“Good-bye, bambino. Have a good rest. Put on your black suit to come to the table.”

“Very well.” Cæsar stretched himself on the bed, slept off and on, somewhat feverish from fatigue, and at about twelve he woke at the noise they made in bringing his luggage into the room. He got up to open the trunks, washed and dressed, and when the customary gong resounded, he presented himself in the salon.

Laura was chatting with two young ladies and an older lady, the Countess of San Martino and her daughters. They were in Rome for the season and lived regularly in Venice.

Laura introduced her brother to these ladies, and the Countess pressed Cæsar’s hand between both of hers, very affectionately.

The Countess was tiny and dried-up: a mummy with the face of a grey-hound, her skin close to her bones, her lips painted, little penetrating blue eyes, and great vivacity in her movements. She dressed in a showy manner; wore jewels on her bosom, on her head, on her fingers.

The daughters looked like two little blond princesses: with rosy cheeks, eyebrows like two golden brush-strokes, almost colourless, clear blue eyes of a heavenly blue, and such small red lips, that on seeing them, the classical simile of cherries came at once to one’s mind.

The Countess of San Martino asked Cæsar like a shot if he was married and if he hadn’t a sweetheart. Cæsar replied that he was a bachelor and that he had no sweetheart, and then the Countess came back by asking if he felt no vocation for matrimony.

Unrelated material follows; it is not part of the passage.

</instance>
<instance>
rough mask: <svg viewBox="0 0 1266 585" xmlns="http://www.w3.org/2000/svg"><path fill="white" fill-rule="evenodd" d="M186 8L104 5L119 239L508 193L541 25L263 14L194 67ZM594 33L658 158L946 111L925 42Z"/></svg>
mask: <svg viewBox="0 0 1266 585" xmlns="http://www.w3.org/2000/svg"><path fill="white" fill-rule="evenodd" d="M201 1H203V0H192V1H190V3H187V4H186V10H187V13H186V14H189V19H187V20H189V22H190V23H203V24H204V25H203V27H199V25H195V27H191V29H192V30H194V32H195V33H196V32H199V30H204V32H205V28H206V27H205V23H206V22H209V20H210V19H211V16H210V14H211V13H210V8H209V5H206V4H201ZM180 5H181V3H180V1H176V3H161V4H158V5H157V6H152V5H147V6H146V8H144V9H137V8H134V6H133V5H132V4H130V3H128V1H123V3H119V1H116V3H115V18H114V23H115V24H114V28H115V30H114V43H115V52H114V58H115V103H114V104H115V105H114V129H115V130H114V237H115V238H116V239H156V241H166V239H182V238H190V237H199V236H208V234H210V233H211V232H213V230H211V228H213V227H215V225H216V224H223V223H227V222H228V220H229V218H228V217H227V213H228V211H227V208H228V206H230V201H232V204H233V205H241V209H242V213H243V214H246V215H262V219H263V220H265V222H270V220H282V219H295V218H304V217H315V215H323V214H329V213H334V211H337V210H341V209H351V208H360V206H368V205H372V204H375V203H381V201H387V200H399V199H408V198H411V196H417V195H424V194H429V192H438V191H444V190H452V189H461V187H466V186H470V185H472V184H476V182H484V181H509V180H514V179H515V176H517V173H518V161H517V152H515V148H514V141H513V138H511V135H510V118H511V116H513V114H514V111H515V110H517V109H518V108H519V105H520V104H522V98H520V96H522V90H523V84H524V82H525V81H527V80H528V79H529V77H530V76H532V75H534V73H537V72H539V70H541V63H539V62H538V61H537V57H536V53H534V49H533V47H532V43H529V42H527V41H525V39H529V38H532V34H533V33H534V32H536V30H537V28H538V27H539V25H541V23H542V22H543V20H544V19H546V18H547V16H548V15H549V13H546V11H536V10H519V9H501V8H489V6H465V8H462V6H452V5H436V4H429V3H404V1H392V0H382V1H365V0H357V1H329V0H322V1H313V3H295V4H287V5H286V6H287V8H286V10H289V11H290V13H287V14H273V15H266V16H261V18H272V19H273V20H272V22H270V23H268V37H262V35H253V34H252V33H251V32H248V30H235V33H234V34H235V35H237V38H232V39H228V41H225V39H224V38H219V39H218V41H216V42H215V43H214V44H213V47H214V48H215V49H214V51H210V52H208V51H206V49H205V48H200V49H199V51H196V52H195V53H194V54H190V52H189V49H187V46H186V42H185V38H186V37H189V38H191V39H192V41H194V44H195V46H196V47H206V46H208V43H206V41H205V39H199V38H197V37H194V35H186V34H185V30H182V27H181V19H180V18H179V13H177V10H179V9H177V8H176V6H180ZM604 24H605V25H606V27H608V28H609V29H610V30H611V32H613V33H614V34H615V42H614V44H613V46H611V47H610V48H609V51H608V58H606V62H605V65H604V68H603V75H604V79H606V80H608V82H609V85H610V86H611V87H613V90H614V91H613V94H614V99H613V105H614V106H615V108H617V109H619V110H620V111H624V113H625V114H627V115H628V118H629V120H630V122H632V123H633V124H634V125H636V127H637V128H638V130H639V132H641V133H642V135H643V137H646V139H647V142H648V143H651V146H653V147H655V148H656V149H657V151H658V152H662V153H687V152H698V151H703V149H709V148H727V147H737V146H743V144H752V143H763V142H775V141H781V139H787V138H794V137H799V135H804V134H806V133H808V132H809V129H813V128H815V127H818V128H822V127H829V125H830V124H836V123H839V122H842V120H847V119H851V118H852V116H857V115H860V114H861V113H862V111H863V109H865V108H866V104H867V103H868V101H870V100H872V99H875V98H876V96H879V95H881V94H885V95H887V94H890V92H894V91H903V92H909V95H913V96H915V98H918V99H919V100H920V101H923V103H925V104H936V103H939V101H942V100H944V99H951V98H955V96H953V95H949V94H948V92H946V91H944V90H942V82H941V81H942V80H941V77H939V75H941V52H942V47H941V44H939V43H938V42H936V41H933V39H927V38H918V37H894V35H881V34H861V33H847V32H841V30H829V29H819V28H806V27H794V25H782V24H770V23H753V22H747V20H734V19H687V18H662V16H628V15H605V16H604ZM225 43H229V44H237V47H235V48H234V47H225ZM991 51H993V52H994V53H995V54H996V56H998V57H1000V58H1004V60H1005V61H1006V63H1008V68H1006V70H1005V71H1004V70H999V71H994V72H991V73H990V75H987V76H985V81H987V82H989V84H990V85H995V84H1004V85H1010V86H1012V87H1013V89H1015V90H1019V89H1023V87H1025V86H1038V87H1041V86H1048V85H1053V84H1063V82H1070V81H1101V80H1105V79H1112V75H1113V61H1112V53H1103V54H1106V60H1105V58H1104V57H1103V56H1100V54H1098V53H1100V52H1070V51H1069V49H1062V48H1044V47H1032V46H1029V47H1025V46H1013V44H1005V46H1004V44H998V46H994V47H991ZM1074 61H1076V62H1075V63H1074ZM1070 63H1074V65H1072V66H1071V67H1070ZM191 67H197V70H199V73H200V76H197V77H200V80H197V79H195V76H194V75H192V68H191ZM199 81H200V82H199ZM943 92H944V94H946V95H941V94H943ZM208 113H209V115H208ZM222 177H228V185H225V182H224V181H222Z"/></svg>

“No, I believe I don’t,” responded Cæsar.

The two young women smiled, and their mother said, with truly diverting familiarity, that men were becoming impossible. Afterwards she added that she was anxious for her daughters to marry.

“When one of these children is married and has a bambino, I shall be more contented! If God sent me a cheru-bino del cielo, I shouldn’t be more so.”